JACKI LYDEN, HOST:
Now for the nonfiction story of Peter Less, a man whose work inspires interpreters and translators everywhere.
NATALY KELLY: He was a survivor of the Holocaust, and all of his family members - his parents, his siblings, his grandmother - were killed in Auschwitz.
LYDEN: That's Nataly Kelly. She's written a new book with Jost Zetzsche called "Found in Translation: How Language Shapes Our Lives and Transforms the World." She interviewed Peter Less at his home in Chicago about a year ago.
KELLY: He went on to become an interpreter for the Nuremberg Trials, which is where the Nazi war criminals were tried, and he was the voice of the masterminds of the Holocaust.
(SOUNDBITE OF TRIAL)
UNIDENTIFIED MAN: The defendants conclude guilty or not guilty of the charges against them.
PETER LESS: Hermann Wilhelm Goring. (Foreign language spoken)
KELLY: He was the one who was enabling them to communicate so that justice could be carried out, at least in the legal sense.
LYDEN: And as Kelly writes in her book, Peter Less interpreted for the very people who murdered his entire family.
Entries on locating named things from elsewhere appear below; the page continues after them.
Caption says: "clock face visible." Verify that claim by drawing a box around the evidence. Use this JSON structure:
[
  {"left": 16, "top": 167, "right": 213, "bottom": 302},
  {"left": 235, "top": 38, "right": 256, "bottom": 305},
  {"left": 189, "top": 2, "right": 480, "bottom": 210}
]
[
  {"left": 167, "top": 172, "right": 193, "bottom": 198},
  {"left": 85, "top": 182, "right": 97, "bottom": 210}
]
KELLY: To think about how hard it must have been for him to know that he was serving as the voice of the people who were responsible for the deaths of his family members really hit me. It really made me realize how difficult that must have been, because as an interpreter, you're constantly trying to remain neutral and detached and, you know, be impartial and convey that information in a way that is authentic and is loyal to the source.
LYDEN: Natally Kelly knows something about interpreting. She's been in the business of translation for nearly 20 years. And in cowriting "Found in Translation," she asked Peter Less how he was able to do what he did.
KELLY: He basically just said: You have to detach, and you have to just act like a machine. You have to shut off your emotions, and you have to just do that job faithfully. And it's when you rise to the occasion, you know, that is the true sign of greatness, that he was able to do that under such circumstances. Not everybody could. You know, there were many interpreters through the Nuremburg Trials who had to be dismissed because the testimony and the things they were interpreting were too difficult for them, too emotionally disturbing.
LYDEN: Natally Kelly, writing about the history-making interpreter Peter Less in her new book "Found in Translation: How Language Shapes Our Lives and Transforms the World."